The spam dataset originates from a collection of email messages. The features recorded for each message are shown in the table below:
| Feature | Description |
|---|---|
| cap_ave | Average length of consecutive capital letters |
| remove | Percentage occurrence of the word “remove” (1: percentage = 0%, 2: percentage > 0%) |
| 000 | Percentage occurrence of the number “000” (1: percentage ≤ 0.3%, 2: percentage > 0.3%) |
| money | Percentage occurrence of the word “money” (1: percentage ≤ 0.1%, 2: percentage > 0.1%) |
| free | Percentage occurrence of the word “free” (1: percentage ≤ 0.2%, 2: percentage > 0.2%) |
| our | Percentage occurrence of the word “our” (1: percentage ≤ 0.1%, 2: percentage > 0.1%) |
| char_$ | Percentage occurrence of the symbol “$” (1: percentage ≤ 0.1%, 2: percentage > 0.1%) |
| char_! | Percentage occurrence of the symbol “!” (1: percentage ≤ 0.1%, 2: 0.1% < percentage ≤ 0.4%, 3: percentage > 0.4%) |
| class | Message category (email, spam) |
Objective: Develop a mechanism to classify messages as either “email” or “spam”.

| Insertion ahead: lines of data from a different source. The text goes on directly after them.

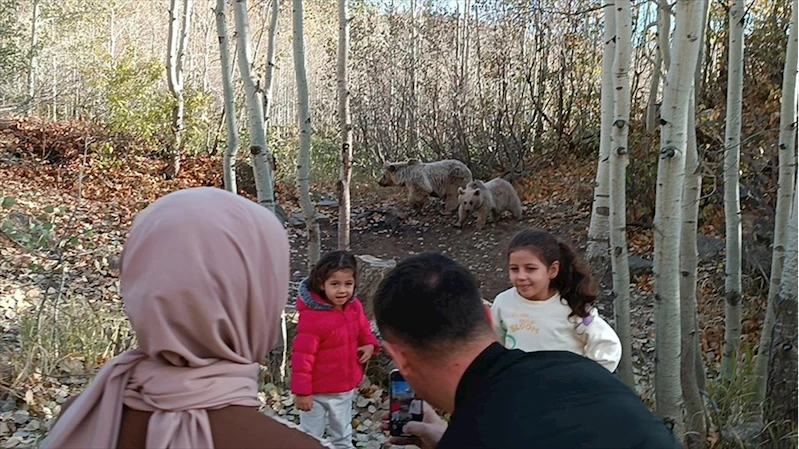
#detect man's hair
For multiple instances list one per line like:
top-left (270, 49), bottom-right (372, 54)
top-left (374, 252), bottom-right (491, 353)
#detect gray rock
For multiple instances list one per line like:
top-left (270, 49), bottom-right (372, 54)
top-left (696, 234), bottom-right (725, 261)
top-left (628, 256), bottom-right (653, 277)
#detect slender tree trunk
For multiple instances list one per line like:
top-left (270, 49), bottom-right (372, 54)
top-left (264, 0), bottom-right (280, 124)
top-left (26, 0), bottom-right (41, 114)
top-left (338, 0), bottom-right (352, 250)
top-left (233, 0), bottom-right (275, 212)
top-left (680, 95), bottom-right (707, 449)
top-left (610, 0), bottom-right (635, 388)
top-left (216, 0), bottom-right (239, 193)
top-left (645, 0), bottom-right (671, 132)
top-left (686, 0), bottom-right (710, 392)
top-left (644, 50), bottom-right (663, 132)
top-left (293, 0), bottom-right (322, 269)
top-left (680, 3), bottom-right (708, 449)
top-left (409, 0), bottom-right (422, 157)
top-left (654, 0), bottom-right (704, 438)
top-left (755, 0), bottom-right (799, 402)
top-left (721, 0), bottom-right (746, 380)
top-left (765, 186), bottom-right (799, 449)
top-left (166, 0), bottom-right (192, 178)
top-left (584, 3), bottom-right (616, 272)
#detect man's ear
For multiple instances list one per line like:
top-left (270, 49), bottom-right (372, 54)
top-left (483, 303), bottom-right (494, 327)
top-left (547, 260), bottom-right (560, 279)
top-left (383, 341), bottom-right (410, 377)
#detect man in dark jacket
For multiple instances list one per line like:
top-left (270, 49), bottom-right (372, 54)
top-left (374, 253), bottom-right (681, 449)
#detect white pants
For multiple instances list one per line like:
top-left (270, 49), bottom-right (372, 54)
top-left (300, 389), bottom-right (355, 449)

You are required to implement a comparative study of different classification algorithms. Specifically, you need to apply and compare the following algorithms:
- Decision Trees (C4.5 - J48)
- k-Nearest Neighbors (kNN - IBk)
- Naive Bayes
- Random Forest
You may perform any preprocessing you consider useful (e.g., oversampling - SMOTE, attribute selection). You can use any validation method (cross-validation, train-test split). Important: if you perform oversampling, the test set must not contain synthetic instances.
The Student Performance dataset includes students’ grades in various subjects. The objective is to analyze this dataset using clustering algorithms. Specifically, you should apply:
- k-means clustering combined with the elbow method to determine the appropriate number of clusters.
- Hierarchical clustering (agglomerative) and present a dendrogram. Based on the dendrogram, choose the appropriate number of clusters.
- DBSCAN clustering. Choose suitable parameter values based on the k-distance graph.
For each case, comment on the parameter choices and the resulting clusters.
Note: Only 3 features are numeric. If you want to use categorical features, you must convert them to numeric values meaningfully.
Apply the Apriori algorithm on the Student Performance dataset to discover association rules. Evaluate the rules based on the Lift measure. Present the rules discovered by the algorithm and comment on at least 10 rules that you find interesting.
Important: Apriori treats all data as categorical. Therefore, you must either ignore numeric features or discretize them.
The datasets are provided in CSV formats. In this GitHub project, they are located in the folder datasets
- A technical report including presentation and commentary/interpretation of results. Screenshots, experimental measurements, parameter values, Python code snippets, or WEKA screenshots should be included.
- The preprocessed datasets.
- Python files.
Notes:
- You may use Python (scikit-learn) or WEKA (Python/scikit-learn is recommended).
- Preprocessing and parameter selection are up to you.
- This is an individual project; no in-class presentation is required.